Because in MIPS, we have 32 registers, we need $2^5=32$ different numbers to uniquely represent them.
:::
### Conditional Operations
- **Branch to a labeled instruction if a condition is true**
- `beq rs, rt, L1` (branch equal)
- jumps to label `L1` if `rs == rt`
- `bne rs, rt, L1` (branch not equal)
- jumps to label `L1` if `rs != rt`
- `j L1` (direct jump)
- jumps to label `L1`
- `slt/slti rd, rs, rt` (set on less than, signed comparison)

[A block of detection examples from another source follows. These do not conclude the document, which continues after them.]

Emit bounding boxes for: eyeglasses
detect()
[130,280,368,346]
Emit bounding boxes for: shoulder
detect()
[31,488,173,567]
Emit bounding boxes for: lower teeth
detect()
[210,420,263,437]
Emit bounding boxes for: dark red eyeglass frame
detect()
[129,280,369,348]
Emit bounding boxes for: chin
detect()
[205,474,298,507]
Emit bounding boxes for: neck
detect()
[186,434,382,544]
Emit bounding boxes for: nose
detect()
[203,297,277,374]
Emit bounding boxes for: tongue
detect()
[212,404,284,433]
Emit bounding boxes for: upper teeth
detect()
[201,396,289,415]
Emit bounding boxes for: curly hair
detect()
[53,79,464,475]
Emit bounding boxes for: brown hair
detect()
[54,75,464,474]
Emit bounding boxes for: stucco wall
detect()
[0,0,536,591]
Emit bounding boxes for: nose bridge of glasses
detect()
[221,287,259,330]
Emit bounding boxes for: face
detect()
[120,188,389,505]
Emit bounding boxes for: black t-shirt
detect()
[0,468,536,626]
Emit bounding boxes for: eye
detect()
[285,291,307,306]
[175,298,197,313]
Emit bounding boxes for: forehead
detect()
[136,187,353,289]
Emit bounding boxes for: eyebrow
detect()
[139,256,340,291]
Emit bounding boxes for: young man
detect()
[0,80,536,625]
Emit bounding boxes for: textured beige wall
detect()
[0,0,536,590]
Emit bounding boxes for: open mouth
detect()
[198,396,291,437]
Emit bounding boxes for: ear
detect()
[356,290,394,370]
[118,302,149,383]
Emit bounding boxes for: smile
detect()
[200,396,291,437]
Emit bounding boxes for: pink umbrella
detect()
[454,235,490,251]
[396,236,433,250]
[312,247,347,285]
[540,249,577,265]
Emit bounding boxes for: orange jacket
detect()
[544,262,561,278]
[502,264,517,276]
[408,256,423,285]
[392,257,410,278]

- if (rs < rt) rd = 1, else rd = 0
- `sltu/sltui rd, rs, rt` (set on less than, unsigned comparison)
### Loop Statements
- Use a register to record counter number
- Use conditional operations to determine if the counter has reached a specified number
- If true, then jump to the `end` label
- If false, then jump to the `loop` label
<!-- 我找到了一個相關的筆記,丟在最上面的參考資料惹(看起來是學長寫的?) -->
:::info
**Why 2's complement?**
- Why not 1 = ==0==001, -1 = ==1==001 ?
- Disadvantage
- 可能會有運算處理的問題,需要做額外的處理。
- 出現兩個零,0 = ==0==000 or ==1==000
- -1 + 2會變成-3喔
- ==1==001(-1) + ==0==010(0) = ==1==011(-3)
**Review**
- addi $s0, $zero, 65536
> 指令有誤,因為 65536 > $2^{16}$
<!--我前幾天做筆記才剛好查那個的用法XD-->
:::
### Procedure Calling
> 後面加ee的,就是被幹嘛的[name=教授]
- Caller
- Place parameters in register
- Transfer control
- e.g.
```
add $a0, $s0, 0
add $a1, $s1, 0 // $a0, $a1 are the 2 parameters for addTwo
jal addTwo
add $s2, $v0, 0 // result was stored in $v0
```
- Callee
- Acquire storage for procedure
- Caller might use `$s0, $s1, ...`, need to save them on stack
- Save value in stack
```
addi $sp, $sp, -4
sw $s0, 0($sp) // stores $s0 into the address pointed by $sp (*($sp) = $s0)
```
- Load value in stack
```
lw $s0, 0($sp) // loads $s0 from the address pointed by $sp ($s0 = *($sp))
addi $sp, $sp, 4
```
- Instruction
- `jal ProcedureLabel` (jump and link)
- address of following instruction put in `$ra` (link return address to ra)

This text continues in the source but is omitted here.